Similar to the present study in adults, Korkmaz et al. [34] investigated the effects of IDA on peripapillary vessel density in children using OCT-A assessment, and their results also showed a reduced RPCvd in the pediatric IDA group compared to controls. However, while RNFL thickness was not investigated, they also reported a positive correlation between MCV and ferritin values and RPCvd values, similar to the present study.

To the best of our knowledge, this is the first published study to investigate the effect of IDA on RPCvd in adult patients using OCT-A. A strength of the study was the prospective nature of patient recruitment. However, the study also had several limitations. The first was that the study population included a wide age range, although there were no statistically significant differences between groups. In addition, we think that an investigation of the ganglion cell layer complex and the use of visually evoked potentials may have further contributed to our results. Finally, we were unable to fully evaluate patients due to low follow-up compliance after anemia treatments.
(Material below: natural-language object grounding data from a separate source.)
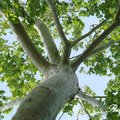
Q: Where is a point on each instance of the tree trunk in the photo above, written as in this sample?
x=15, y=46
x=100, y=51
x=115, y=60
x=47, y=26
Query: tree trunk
x=46, y=100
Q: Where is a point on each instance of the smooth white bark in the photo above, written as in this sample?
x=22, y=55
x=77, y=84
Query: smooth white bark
x=46, y=100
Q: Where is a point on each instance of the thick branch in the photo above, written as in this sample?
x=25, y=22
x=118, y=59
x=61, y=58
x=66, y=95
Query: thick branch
x=28, y=46
x=92, y=46
x=91, y=100
x=96, y=50
x=66, y=43
x=89, y=33
x=11, y=104
x=48, y=41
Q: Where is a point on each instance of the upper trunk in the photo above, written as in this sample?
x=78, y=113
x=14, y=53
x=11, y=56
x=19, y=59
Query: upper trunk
x=46, y=100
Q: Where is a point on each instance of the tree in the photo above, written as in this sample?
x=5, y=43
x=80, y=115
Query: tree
x=38, y=25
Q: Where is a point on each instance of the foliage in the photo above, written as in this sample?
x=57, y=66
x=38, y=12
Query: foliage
x=20, y=74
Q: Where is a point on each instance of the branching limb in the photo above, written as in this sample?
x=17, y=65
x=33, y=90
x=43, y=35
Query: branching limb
x=48, y=41
x=28, y=46
x=91, y=100
x=95, y=51
x=89, y=33
x=11, y=104
x=67, y=48
x=92, y=46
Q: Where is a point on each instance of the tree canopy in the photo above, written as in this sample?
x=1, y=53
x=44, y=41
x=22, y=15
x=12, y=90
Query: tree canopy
x=98, y=50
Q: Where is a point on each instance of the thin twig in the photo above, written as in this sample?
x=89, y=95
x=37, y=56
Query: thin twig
x=91, y=100
x=93, y=45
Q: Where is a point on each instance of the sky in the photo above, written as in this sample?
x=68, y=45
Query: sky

In conclusion, it is crucial to identify any changes in retinal vascularity to prevent possible ocular problems in IDA patients. The present study showed that RPCvd was lower in IDA patients compared to control subjects, and there were significant correlations between anemia severity and RPCvd. Wide-ranging and post-treatment studies should be conducted in the future to determine relationships between the IDA severity and retinal vascular structure, and also in IDA patients with optic neuropathies such as glaucoma.